EXCEPT for Iceland, where it goes onshore.
What happens to volcanoes at convergent margins (subduction zones)?
When plates collide, the denser of the two may dive below the other creating a TRENCH, ahead of a VOLCANIC ARC, and backarc basin.
The subducting slab is subject to heating and dehydration reactions that cause MELTING.
Melt ascends because of its LOW density, but only a small amount makes it to the surface.
This can create a continental or island ARC.
Where can you find convergent volcanoes and continental arc?
A continental arc is found in the Andes of South America.
The chain of stratovolcanoes are all generated by the subduction of the Nazca Plate below the South American Plate.

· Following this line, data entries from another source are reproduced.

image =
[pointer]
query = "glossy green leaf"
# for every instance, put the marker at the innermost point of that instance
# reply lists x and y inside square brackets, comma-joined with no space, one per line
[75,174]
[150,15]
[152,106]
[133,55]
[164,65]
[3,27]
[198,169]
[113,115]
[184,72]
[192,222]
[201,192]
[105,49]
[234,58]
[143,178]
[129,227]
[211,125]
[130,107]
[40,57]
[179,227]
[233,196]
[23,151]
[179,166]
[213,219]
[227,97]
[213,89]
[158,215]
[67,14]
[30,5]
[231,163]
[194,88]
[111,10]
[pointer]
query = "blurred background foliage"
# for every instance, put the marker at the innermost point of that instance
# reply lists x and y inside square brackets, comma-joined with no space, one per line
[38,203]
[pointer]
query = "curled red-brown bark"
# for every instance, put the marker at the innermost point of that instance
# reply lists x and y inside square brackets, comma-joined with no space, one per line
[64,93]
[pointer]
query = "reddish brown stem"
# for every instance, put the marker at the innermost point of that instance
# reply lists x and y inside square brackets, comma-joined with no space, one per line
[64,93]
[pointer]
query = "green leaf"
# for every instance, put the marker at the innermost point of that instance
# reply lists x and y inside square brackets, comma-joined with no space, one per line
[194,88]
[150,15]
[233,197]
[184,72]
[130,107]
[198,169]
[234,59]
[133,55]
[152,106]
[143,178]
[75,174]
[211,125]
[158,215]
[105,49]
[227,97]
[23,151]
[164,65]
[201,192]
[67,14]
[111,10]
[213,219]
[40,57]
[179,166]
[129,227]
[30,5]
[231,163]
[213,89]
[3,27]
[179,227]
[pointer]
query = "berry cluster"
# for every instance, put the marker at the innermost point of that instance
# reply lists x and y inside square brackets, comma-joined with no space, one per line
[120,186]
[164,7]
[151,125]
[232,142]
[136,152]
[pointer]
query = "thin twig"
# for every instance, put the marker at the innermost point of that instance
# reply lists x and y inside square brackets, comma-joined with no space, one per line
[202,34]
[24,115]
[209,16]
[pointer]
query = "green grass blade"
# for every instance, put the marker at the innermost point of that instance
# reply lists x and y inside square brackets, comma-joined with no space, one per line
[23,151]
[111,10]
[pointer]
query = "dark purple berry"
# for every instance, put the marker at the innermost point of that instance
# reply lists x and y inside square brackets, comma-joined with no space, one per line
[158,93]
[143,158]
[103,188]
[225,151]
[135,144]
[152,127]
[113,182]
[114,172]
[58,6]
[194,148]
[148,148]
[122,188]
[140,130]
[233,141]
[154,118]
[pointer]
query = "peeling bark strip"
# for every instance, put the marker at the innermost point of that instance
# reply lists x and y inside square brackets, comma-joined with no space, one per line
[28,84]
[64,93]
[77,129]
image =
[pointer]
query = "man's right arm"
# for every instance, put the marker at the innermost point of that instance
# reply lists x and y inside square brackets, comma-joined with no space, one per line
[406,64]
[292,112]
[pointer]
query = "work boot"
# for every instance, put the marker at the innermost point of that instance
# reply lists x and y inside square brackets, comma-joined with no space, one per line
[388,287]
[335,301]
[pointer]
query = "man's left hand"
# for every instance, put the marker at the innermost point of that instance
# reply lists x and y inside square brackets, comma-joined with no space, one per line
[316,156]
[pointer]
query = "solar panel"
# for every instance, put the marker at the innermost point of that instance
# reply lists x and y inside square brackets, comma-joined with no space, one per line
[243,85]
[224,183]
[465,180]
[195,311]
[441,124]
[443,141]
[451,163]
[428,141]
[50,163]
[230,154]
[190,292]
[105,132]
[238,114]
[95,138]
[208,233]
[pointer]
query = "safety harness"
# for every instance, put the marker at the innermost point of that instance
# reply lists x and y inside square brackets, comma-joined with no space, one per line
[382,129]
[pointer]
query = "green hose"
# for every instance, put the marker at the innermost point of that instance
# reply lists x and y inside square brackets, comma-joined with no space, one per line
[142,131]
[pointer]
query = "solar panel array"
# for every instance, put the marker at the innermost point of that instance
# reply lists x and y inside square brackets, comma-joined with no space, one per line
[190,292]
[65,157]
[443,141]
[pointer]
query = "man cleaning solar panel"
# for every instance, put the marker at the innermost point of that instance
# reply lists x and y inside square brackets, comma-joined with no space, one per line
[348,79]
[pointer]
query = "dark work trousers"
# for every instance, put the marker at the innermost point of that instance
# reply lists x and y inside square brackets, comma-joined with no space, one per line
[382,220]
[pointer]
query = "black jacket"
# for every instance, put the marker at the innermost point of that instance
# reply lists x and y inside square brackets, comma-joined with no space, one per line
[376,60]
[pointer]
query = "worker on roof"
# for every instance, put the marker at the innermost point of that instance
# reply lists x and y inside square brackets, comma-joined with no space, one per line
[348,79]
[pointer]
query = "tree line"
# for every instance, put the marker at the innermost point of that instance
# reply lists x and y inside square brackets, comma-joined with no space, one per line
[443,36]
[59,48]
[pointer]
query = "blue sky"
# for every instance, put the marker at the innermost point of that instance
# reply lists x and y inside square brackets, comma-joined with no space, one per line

A volcanic arc is also seen in NZ which includes TVZ and the Kermadec arc.
What type of magma do subduction zones/convergent margins produce?
They generate a wide variety of magma, ranging from basalt (50% silica) to rhyolite (75% silica).

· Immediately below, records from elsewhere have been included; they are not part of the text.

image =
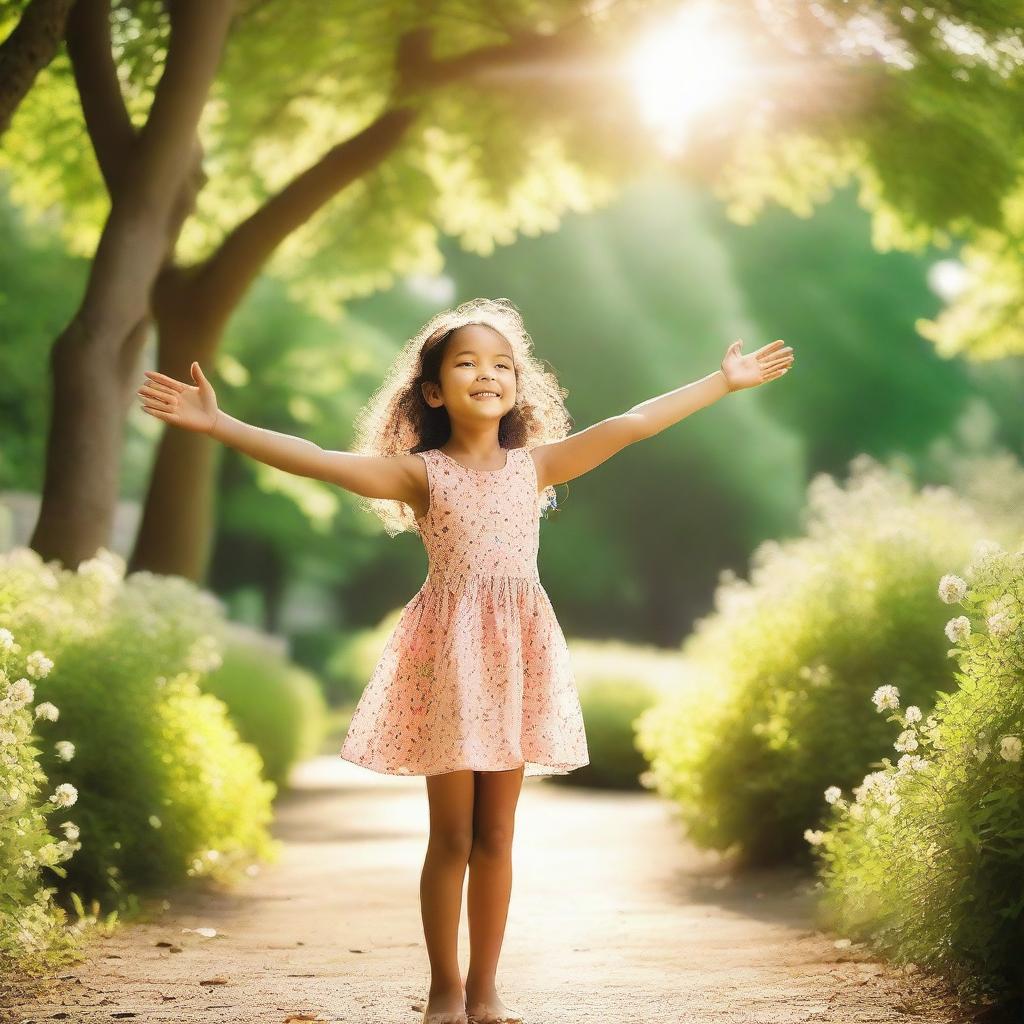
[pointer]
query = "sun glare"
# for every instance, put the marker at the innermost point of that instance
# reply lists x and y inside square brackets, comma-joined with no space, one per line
[682,69]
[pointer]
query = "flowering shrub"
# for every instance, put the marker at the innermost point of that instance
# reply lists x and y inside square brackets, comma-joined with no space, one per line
[926,858]
[165,787]
[32,926]
[785,663]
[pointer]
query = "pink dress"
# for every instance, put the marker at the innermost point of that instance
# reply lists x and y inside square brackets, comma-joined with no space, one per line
[476,673]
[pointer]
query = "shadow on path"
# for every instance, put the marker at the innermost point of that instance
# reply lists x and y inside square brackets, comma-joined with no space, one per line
[614,919]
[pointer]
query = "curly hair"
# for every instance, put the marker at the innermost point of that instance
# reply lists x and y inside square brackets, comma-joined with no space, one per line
[396,419]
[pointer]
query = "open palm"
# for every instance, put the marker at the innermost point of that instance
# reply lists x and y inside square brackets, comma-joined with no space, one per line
[765,365]
[194,408]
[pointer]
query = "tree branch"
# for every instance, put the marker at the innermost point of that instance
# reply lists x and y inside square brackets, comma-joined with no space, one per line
[28,50]
[228,271]
[107,120]
[240,257]
[198,30]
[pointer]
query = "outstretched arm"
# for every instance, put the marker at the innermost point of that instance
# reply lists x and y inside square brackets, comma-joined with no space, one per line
[195,408]
[580,453]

What happens to volcanoes at intraplate (hot spots) regions?
Away from plate boundaries, there are anomalous mantle plumes.
Magma generated by the mantle plumes rises through the crust to erupt at a “hot spot” on the Earth’s surface.
Tectonic plates continue to move as normal over top of the mantle plume, so the hot spot remains stationary while the plate moves.
Resulting in ISLAND/VOLCANO CHAINS.
What are mantle plumes?
Mantle plumes are regions of particularly hot, upwelling mantle/magma.
Where is an example of a hot spot?
Hawaii volcanism.
The Hawaiian Islands are a small part of the larger Hawaiian-Emperor Seamount Chain.
The oldest seamounts formed 85million years ago.
There is a “bend” at 50 million years.
What type of magma is present at hot spot (intraplate) volcanoes?
Mostly basaltic (50% silica) effusive eruptions forming lava flows. - Some are more explosive (fountaining).
Are hot spots only at sea?
No, there are continental hot spots such as Yellowstone (USA).
The magma type is rhyolite (75% silica), consistent with the continental setting.
Yellowstone is a “supervolcano”, capable of producing some of the most powerfully explosive eruptions on Earth.
Iceland also has a mantle plume/hot spot along with its MOR.